The key difference is that you cannot assume consistency. An agent might generate code that works in isolation but violates invariants elsewhere in the codebase. You need to check:

  • Does this parser handle the same edge cases as other parsers?
  • Does this error message follow the project’s style guide?
  • Does this optimization respect the memory model?

Potential Failure Modes in Language Implementation

Based on compiler architecture patterns, watch for these failure modes when agents generate compiler code. These are not specific findings from Klabnik’s Rue development but general principles that apply to agentic compiler work:

Silent semantic violations: The agent generates code that type-checks and passes unit tests but violates a semantic invariant. For example, a type inference function that produces correct types for common cases but fails on recursive types.

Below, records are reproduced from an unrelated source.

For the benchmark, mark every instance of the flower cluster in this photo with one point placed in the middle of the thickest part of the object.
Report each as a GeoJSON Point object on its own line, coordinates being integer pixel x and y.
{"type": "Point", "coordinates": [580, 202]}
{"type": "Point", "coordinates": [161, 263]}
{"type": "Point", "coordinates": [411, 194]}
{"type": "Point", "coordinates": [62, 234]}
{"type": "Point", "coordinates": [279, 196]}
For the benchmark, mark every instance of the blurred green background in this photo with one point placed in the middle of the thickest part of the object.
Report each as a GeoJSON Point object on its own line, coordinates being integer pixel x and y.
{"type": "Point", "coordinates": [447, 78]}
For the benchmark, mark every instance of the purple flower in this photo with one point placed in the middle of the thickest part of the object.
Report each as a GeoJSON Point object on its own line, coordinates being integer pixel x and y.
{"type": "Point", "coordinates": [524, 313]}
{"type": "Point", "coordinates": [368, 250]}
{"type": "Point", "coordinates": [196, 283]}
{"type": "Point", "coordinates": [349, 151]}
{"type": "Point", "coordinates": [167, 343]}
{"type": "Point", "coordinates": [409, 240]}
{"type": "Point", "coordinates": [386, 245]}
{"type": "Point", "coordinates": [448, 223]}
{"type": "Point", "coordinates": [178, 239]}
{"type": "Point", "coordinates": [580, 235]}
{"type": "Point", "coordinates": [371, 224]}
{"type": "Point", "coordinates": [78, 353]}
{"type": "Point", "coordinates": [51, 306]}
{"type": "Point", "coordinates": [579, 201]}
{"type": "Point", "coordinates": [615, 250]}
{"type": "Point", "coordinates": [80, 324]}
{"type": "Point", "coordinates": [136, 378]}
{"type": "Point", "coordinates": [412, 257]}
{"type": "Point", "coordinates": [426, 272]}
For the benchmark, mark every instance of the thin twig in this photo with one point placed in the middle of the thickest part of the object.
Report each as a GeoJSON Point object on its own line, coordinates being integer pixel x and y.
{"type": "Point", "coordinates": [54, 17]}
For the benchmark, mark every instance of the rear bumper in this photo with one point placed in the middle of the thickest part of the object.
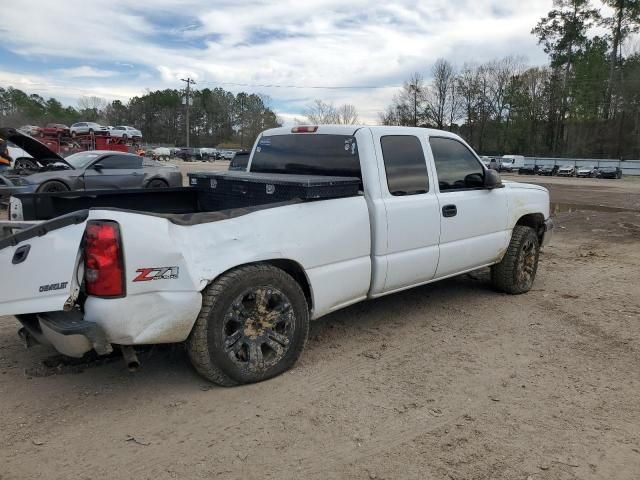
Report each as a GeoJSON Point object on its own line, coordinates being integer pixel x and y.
{"type": "Point", "coordinates": [547, 232]}
{"type": "Point", "coordinates": [67, 332]}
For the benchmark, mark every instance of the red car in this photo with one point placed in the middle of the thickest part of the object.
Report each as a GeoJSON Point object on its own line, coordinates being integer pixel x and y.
{"type": "Point", "coordinates": [55, 130]}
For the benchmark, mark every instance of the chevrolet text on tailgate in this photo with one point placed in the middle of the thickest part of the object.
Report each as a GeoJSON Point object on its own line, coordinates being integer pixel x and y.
{"type": "Point", "coordinates": [237, 264]}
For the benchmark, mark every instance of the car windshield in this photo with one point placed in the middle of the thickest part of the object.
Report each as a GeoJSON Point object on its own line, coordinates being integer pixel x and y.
{"type": "Point", "coordinates": [81, 159]}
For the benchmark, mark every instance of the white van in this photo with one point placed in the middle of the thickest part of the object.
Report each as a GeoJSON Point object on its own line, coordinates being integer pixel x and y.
{"type": "Point", "coordinates": [511, 163]}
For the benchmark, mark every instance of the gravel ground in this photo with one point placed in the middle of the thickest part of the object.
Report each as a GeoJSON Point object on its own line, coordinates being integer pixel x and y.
{"type": "Point", "coordinates": [445, 381]}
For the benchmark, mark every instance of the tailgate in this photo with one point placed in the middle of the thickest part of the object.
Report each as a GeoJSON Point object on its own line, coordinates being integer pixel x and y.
{"type": "Point", "coordinates": [38, 263]}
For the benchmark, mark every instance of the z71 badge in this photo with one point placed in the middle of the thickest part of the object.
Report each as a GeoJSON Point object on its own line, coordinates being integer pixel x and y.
{"type": "Point", "coordinates": [53, 286]}
{"type": "Point", "coordinates": [158, 273]}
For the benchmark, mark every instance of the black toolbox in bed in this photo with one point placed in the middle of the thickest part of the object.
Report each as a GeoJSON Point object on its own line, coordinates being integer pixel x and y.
{"type": "Point", "coordinates": [248, 188]}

Inconsistent error handling: The agent generates error messages that are technically correct but inconsistent with the rest of the compiler. Users see different error formats depending on which part of the compiler caught the issue.

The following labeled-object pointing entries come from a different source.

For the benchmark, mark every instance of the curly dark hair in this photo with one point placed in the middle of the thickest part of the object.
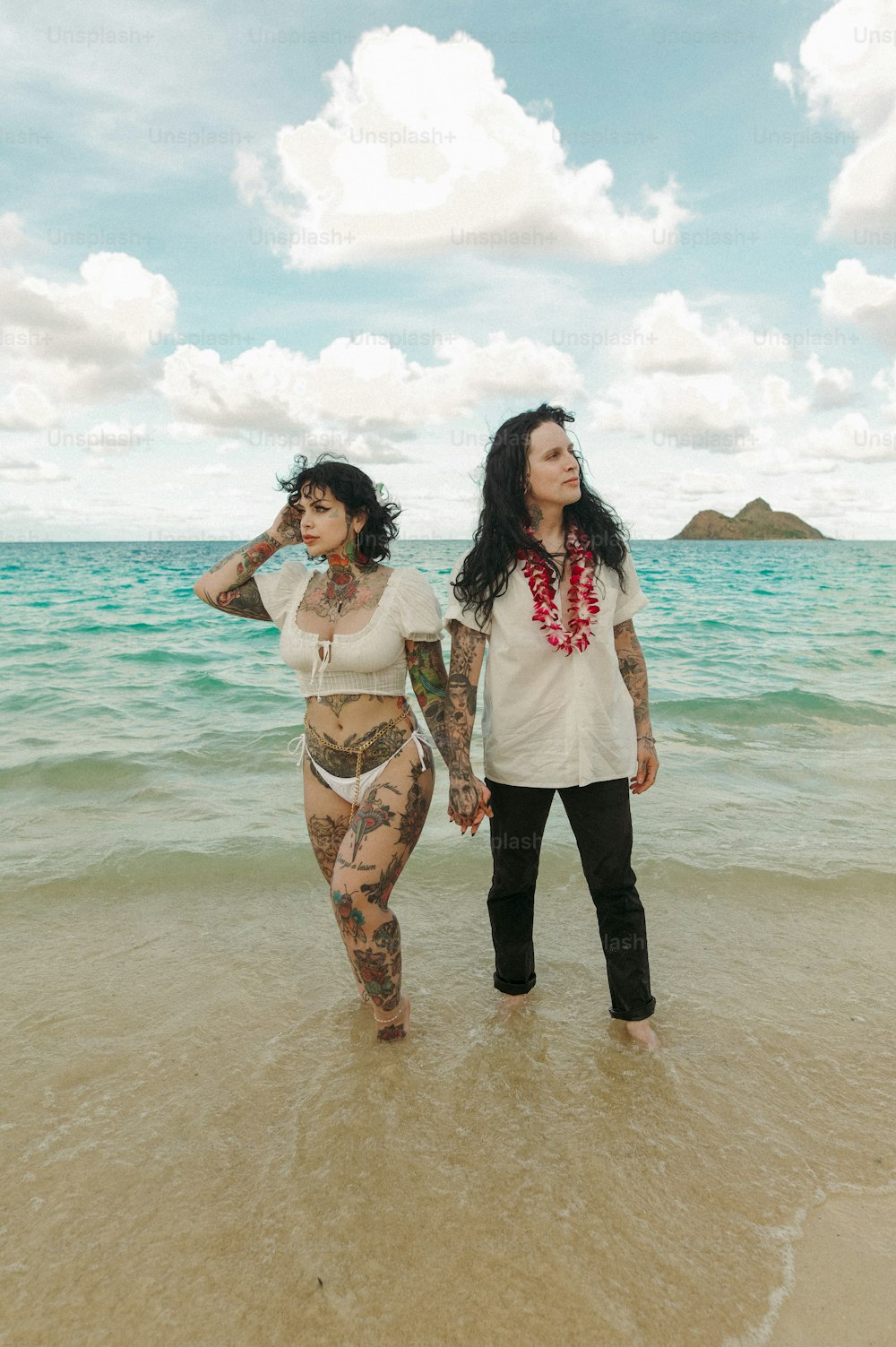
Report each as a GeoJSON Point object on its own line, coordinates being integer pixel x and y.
{"type": "Point", "coordinates": [353, 489]}
{"type": "Point", "coordinates": [500, 532]}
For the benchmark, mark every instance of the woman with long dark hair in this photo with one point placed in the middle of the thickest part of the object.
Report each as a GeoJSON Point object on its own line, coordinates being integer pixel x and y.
{"type": "Point", "coordinates": [352, 632]}
{"type": "Point", "coordinates": [550, 585]}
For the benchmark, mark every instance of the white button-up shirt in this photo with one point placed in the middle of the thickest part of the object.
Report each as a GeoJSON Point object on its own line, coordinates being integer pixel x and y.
{"type": "Point", "coordinates": [556, 720]}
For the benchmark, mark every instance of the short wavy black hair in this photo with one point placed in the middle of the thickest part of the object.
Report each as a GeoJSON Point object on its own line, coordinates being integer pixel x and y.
{"type": "Point", "coordinates": [353, 489]}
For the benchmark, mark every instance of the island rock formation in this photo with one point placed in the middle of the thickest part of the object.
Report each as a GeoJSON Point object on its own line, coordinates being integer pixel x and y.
{"type": "Point", "coordinates": [754, 522]}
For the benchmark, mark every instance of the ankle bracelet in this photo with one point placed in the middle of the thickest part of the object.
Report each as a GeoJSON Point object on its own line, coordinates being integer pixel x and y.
{"type": "Point", "coordinates": [391, 1019]}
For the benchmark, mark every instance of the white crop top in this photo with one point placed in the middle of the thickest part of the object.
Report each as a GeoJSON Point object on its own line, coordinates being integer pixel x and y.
{"type": "Point", "coordinates": [372, 661]}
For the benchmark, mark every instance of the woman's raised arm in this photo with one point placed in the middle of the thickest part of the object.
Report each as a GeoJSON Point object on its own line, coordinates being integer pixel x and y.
{"type": "Point", "coordinates": [228, 585]}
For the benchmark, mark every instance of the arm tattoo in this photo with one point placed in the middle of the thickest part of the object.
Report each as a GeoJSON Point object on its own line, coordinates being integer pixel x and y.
{"type": "Point", "coordinates": [633, 669]}
{"type": "Point", "coordinates": [228, 585]}
{"type": "Point", "coordinates": [244, 601]}
{"type": "Point", "coordinates": [467, 661]}
{"type": "Point", "coordinates": [428, 679]}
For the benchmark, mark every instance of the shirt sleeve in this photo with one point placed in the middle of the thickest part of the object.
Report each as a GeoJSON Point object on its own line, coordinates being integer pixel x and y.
{"type": "Point", "coordinates": [418, 609]}
{"type": "Point", "coordinates": [633, 599]}
{"type": "Point", "coordinates": [456, 612]}
{"type": "Point", "coordinates": [278, 589]}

Missed optimization opportunities: The agent generates straightforward code that works but misses domain-specific optimizations a human would apply. For example, a naive AST traversal instead of a visitor pattern with memoization.

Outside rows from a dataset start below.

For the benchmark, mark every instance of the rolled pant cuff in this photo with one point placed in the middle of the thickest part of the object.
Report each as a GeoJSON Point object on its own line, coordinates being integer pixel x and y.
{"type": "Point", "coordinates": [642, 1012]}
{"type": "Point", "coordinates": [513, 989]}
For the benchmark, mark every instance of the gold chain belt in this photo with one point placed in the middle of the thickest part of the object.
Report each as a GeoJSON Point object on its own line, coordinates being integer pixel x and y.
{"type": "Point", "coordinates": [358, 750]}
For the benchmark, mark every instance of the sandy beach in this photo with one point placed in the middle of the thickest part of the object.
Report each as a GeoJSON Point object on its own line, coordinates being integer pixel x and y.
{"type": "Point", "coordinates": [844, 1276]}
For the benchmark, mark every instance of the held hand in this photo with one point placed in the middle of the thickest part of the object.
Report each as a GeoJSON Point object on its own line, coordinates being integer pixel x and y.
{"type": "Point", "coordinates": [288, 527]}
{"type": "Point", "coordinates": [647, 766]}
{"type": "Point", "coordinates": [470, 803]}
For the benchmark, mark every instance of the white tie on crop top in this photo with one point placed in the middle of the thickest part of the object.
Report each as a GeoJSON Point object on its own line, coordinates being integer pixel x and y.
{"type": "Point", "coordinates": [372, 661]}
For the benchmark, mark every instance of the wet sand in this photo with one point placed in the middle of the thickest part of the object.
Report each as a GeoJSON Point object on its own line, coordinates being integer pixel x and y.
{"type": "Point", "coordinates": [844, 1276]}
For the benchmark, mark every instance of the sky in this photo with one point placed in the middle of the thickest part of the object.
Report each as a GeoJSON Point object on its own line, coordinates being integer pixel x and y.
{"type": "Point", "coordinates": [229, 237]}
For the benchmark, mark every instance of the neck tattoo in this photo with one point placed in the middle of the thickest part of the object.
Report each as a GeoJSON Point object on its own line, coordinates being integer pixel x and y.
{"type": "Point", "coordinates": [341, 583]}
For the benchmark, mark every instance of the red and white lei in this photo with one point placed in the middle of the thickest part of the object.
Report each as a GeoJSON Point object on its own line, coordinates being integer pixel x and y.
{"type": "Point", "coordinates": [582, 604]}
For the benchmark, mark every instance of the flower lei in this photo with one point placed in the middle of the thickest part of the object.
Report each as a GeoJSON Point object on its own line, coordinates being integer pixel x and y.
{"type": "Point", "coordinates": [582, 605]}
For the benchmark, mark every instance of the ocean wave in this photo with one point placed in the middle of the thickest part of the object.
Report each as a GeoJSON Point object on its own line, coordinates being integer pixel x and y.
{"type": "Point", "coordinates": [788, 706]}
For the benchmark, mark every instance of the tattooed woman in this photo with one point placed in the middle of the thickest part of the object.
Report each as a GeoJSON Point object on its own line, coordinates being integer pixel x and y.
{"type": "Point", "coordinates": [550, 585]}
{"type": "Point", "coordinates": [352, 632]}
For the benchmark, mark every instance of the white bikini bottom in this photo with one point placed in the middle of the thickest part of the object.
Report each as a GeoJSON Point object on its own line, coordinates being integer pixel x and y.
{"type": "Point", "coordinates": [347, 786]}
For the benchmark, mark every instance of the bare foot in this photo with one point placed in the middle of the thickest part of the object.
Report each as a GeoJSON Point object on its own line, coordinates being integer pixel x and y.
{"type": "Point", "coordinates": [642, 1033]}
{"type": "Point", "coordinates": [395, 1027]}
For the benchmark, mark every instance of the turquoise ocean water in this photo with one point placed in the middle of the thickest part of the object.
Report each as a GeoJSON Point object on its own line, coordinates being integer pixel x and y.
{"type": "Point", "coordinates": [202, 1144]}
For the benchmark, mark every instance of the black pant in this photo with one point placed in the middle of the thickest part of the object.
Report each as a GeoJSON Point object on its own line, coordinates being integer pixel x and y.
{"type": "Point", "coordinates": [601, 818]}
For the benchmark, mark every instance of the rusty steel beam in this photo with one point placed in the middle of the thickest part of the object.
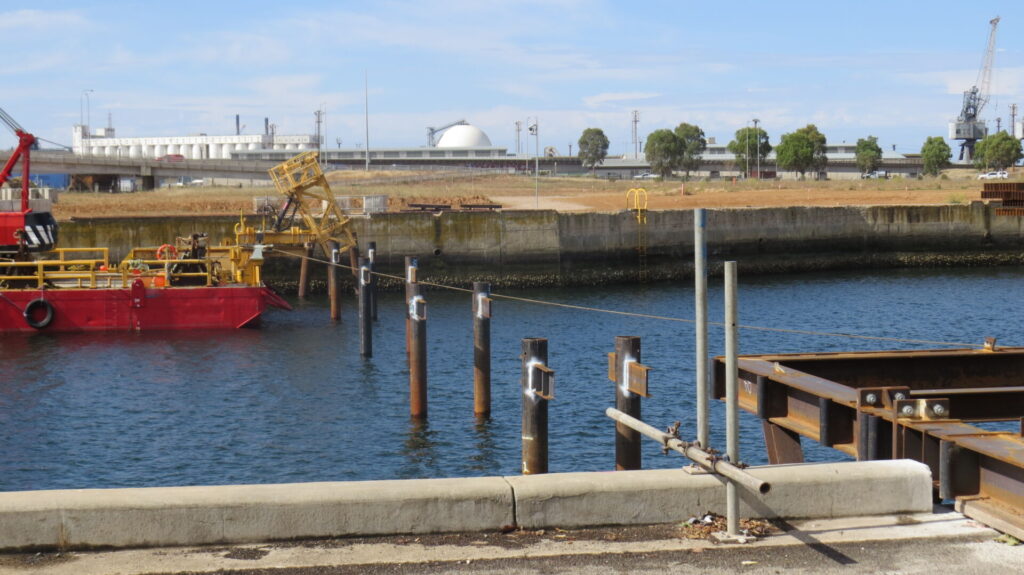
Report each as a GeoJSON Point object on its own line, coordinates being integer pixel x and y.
{"type": "Point", "coordinates": [901, 405]}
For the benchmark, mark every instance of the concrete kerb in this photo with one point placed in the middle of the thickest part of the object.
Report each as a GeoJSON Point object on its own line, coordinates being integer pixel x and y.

Test coverage gaps: The agent generates tests for happy paths and obvious edge cases but misses subtle interactions between language features. For example, testing closures and testing generics but not testing generic closures.

Observability for Agentic Workflows

If you’re using agents to generate compiler code, you need observability into the generation process. These are general principles for tracking agentic contributions:

  • Track which functions were agent-generated versus human-written
  • Log agent prompts and responses for reproducibility
  • Measure test coverage separately for agent-generated code
  • Flag semantic review checkpoints in commit messages
  • Maintain a decision log for architectural choices

This is not just for debugging. It’s for understanding which parts of your codebase are stable and which parts might need rework as the agent’s capabilities improve.

Technical Verdict

Klabnik’s experience with Rue demonstrates that agentic coding can accelerate language implementation when you have clear architectural constraints you can articulate precisely. The workflow requires strong semantic review processes because agents excel at generating syntactically correct code that may still violate domain-specific invariants.

Use it if:

  • Your language grammar is stable and you can write formal specs for parser behavior
  • You have a strong type system with documented invariants that can be checked mechanically
  • Your team has deep compiler expertise to review generated code for semantic correctness
  • You need to accelerate boilerplate implementation (AST nodes, visitor patterns, test scaffolding)
  • You can maintain clear separation between architectural decisions and implementation details

Avoid it if:

  • Your type system is still evolving or relies on undocumented semantic invariants
  • Your language design is exploratory and you’re still discovering what the right abstractions are
  • You lack the expertise to distinguish between code that compiles and code that respects language semantics
  • Your project depends on subtle optimizations or domain-specific patterns that are hard to specify
  • You need tight coupling between design exploration and implementation feedback

The fundamental boundary remains: agents accelerate implementation once you know what you’re building, but they cannot replace the architectural judgment that defines what a language should be.